2. The Goals—Humanism, Socialism...? The examples of the Vietnamese, the People's Republic. ...collectivity, self-respect, self-reliance, self-determination, self-discipline, self-defense.
3. How to Get from One to the Other. Step by step....

As part of the study group, staff started living together in what was dubbed the "Gidra House." Part of the purpose of this study group was to reflect on Gidras relevance in the evolving Asian American Movement. The staff of Gidra ultimately came to the conclusion that Gidra in its then-current form was no longer as necessary.

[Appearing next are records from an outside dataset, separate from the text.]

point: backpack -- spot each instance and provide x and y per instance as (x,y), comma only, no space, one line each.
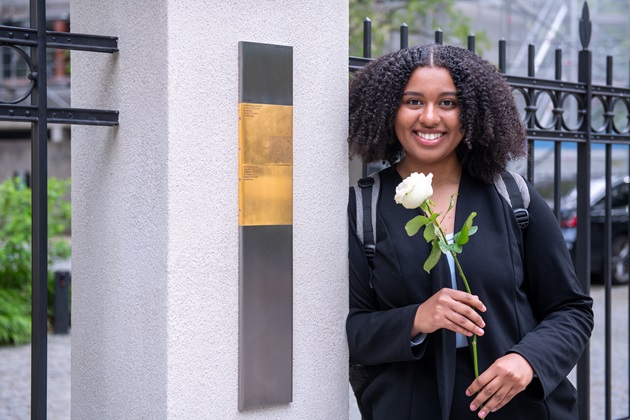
(510,185)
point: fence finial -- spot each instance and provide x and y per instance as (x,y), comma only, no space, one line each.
(585,27)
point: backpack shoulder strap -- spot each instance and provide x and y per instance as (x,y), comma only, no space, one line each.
(366,192)
(513,188)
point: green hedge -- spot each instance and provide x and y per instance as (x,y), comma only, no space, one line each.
(15,252)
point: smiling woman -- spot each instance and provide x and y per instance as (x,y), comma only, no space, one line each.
(444,112)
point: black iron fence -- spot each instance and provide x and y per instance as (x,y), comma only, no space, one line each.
(38,39)
(585,115)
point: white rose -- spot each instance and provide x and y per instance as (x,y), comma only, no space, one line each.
(414,190)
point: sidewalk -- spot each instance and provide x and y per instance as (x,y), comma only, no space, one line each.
(15,381)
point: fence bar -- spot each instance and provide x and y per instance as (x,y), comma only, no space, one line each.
(439,36)
(531,72)
(367,38)
(557,156)
(583,243)
(607,286)
(502,56)
(404,36)
(39,168)
(471,42)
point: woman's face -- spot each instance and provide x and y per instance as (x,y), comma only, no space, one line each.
(427,122)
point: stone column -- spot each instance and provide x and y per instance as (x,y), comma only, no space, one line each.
(155,300)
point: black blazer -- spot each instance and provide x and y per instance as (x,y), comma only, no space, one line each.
(535,306)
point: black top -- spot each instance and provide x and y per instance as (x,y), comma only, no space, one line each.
(535,306)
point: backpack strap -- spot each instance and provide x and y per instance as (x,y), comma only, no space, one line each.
(513,188)
(366,193)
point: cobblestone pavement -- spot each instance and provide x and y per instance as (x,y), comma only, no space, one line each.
(15,368)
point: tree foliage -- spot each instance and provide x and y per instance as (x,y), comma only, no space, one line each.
(16,252)
(423,18)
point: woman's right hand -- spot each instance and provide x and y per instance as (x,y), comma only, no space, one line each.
(450,309)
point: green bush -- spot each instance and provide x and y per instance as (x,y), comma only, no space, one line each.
(15,252)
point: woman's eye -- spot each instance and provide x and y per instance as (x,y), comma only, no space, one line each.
(449,103)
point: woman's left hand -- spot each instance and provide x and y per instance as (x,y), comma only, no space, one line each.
(495,387)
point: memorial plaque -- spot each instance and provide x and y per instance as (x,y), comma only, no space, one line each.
(265,225)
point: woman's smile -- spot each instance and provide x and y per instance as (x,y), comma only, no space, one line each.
(427,122)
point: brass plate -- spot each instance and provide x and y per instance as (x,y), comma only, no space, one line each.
(265,164)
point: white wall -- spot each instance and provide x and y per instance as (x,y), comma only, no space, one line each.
(155,206)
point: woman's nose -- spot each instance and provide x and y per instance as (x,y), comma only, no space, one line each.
(429,115)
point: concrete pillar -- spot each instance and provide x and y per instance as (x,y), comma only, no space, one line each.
(155,208)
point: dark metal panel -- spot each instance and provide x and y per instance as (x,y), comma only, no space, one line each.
(265,244)
(266,315)
(266,73)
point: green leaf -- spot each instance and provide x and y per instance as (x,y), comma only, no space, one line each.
(448,248)
(461,237)
(433,258)
(413,226)
(429,232)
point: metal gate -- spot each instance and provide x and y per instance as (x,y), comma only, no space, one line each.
(563,95)
(37,38)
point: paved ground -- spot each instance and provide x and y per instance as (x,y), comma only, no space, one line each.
(15,369)
(15,380)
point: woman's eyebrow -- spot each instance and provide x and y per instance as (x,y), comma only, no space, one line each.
(411,92)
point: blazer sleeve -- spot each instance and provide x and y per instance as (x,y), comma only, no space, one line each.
(562,309)
(375,335)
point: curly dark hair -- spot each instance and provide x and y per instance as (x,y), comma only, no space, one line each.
(493,130)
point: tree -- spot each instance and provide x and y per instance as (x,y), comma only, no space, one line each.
(423,17)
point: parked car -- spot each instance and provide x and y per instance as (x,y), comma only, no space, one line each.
(619,222)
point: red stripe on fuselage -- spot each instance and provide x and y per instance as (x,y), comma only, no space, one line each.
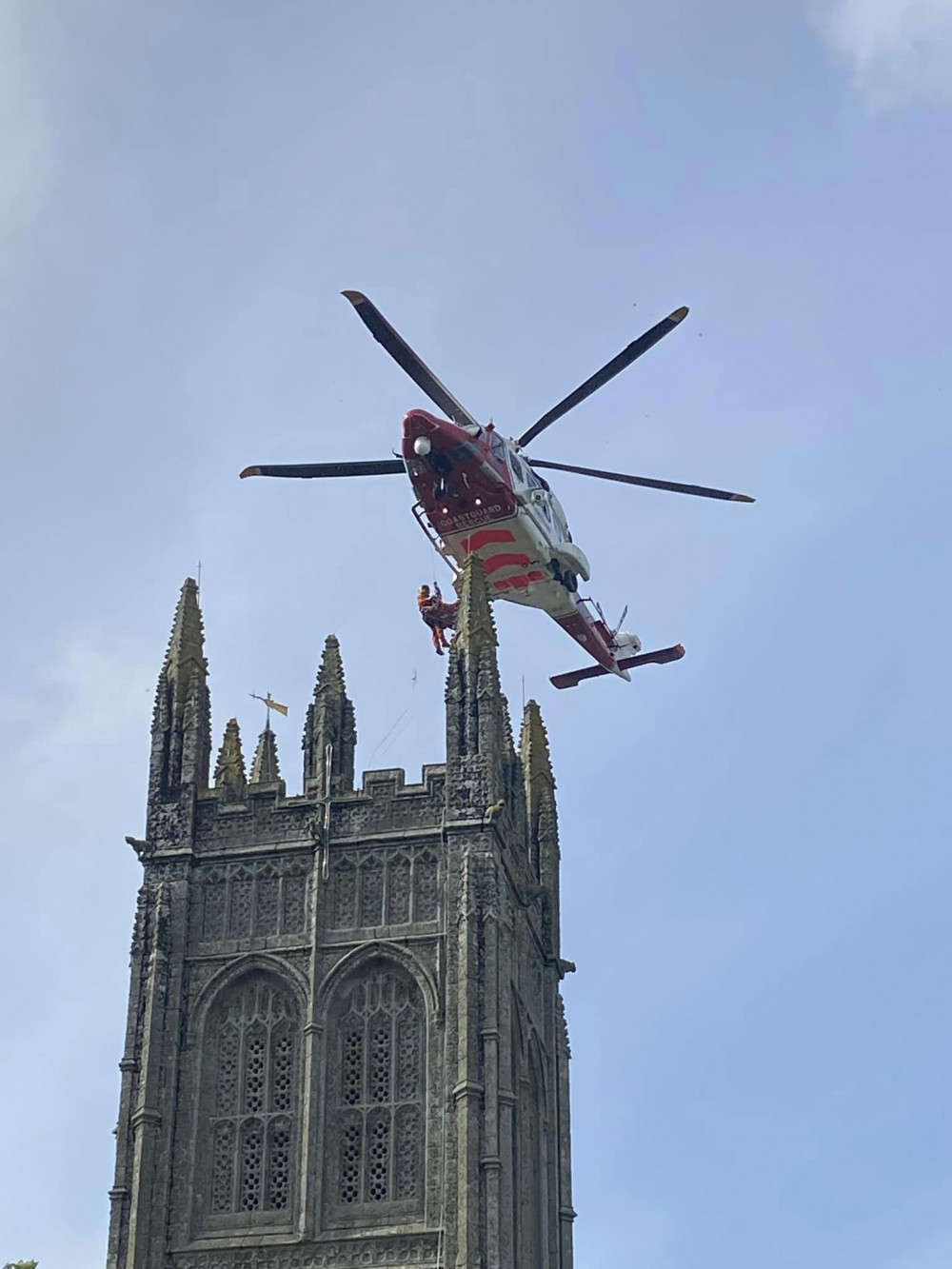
(484,536)
(495,563)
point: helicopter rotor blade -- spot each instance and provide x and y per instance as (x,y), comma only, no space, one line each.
(407,359)
(311,471)
(644,481)
(608,372)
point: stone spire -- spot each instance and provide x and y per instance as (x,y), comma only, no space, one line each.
(330,734)
(182,739)
(265,768)
(478,726)
(230,769)
(533,750)
(475,628)
(541,818)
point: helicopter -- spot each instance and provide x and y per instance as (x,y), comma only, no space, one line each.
(479,494)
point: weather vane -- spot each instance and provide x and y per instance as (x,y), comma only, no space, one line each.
(268,705)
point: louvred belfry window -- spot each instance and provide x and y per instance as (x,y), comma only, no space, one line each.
(253,1101)
(377,1100)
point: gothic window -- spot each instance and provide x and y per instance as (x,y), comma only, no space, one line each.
(371,891)
(213,910)
(292,918)
(426,888)
(399,891)
(377,1098)
(240,906)
(251,1103)
(267,906)
(253,902)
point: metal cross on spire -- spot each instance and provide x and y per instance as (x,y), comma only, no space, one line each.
(268,705)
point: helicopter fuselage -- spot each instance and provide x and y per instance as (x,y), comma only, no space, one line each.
(479,496)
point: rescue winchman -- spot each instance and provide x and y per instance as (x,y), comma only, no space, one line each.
(437,614)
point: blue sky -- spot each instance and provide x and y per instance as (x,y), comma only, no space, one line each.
(756,841)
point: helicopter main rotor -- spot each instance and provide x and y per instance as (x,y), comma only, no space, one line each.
(426,381)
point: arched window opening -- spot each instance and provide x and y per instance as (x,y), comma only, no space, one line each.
(377,1098)
(251,1103)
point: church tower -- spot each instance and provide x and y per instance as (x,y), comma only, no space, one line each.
(346,1040)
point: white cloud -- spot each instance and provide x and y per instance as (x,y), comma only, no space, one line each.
(898,50)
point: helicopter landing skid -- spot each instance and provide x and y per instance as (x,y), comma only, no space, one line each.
(630,663)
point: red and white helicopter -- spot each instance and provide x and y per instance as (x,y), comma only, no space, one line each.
(476,492)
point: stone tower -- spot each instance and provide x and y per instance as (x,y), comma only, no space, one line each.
(346,1040)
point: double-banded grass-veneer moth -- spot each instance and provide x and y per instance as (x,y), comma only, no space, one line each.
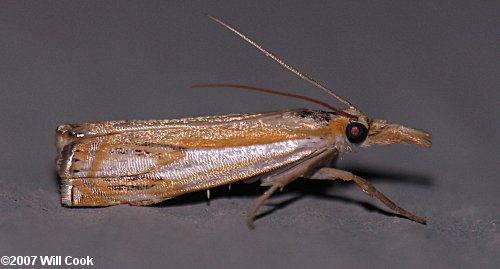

The last issue of Gidra was published in April 1974, five years after its first publication. Among the issue's eighty pages was an article titled "Toward Barefoot Journalism" by Mike Murase that expressed uncertainty about Gidras future and gave reasons for the paper's dissolution. Murase wrote, "There is a shared feeling, a premonition if you will, that now is somehow a good time to sum up our experiences. We want to go on, continue publishing, but we need now to see how far we have come, so that we may be clear about where we are headed and how we will get there." Murase also cited problems with staffing and editorial organization, personal and publication-related financial struggles, and the feeling among staff that the process of assembling the paper "had become mechanical, individualized, and alienating." In his last article, Murase wrote,
As we continue to struggle, what needs resembling now is the richness and vitality of this total experience called Gidra, which is much more than a newspaper. It has been an experience in sharing—in giving and receiving—in a sisterly and brotherly atmosphere. It has meant a chance to actively work for something we really believe in. It has meant a chance to express ourselves in a variety of ways. It has been a lesson in humility and perseverance. It has meant working with people who care about people, and genuinely feeling the strength that can only come out of collective experiences. But, what a struggle!
The staff of Gidra left open the possibility of continuing Gidra in the future or possibly creating a new publication more suited to the Movement. Staffers continued meeting after Gidras final issue, and most stayed actively involved in the field.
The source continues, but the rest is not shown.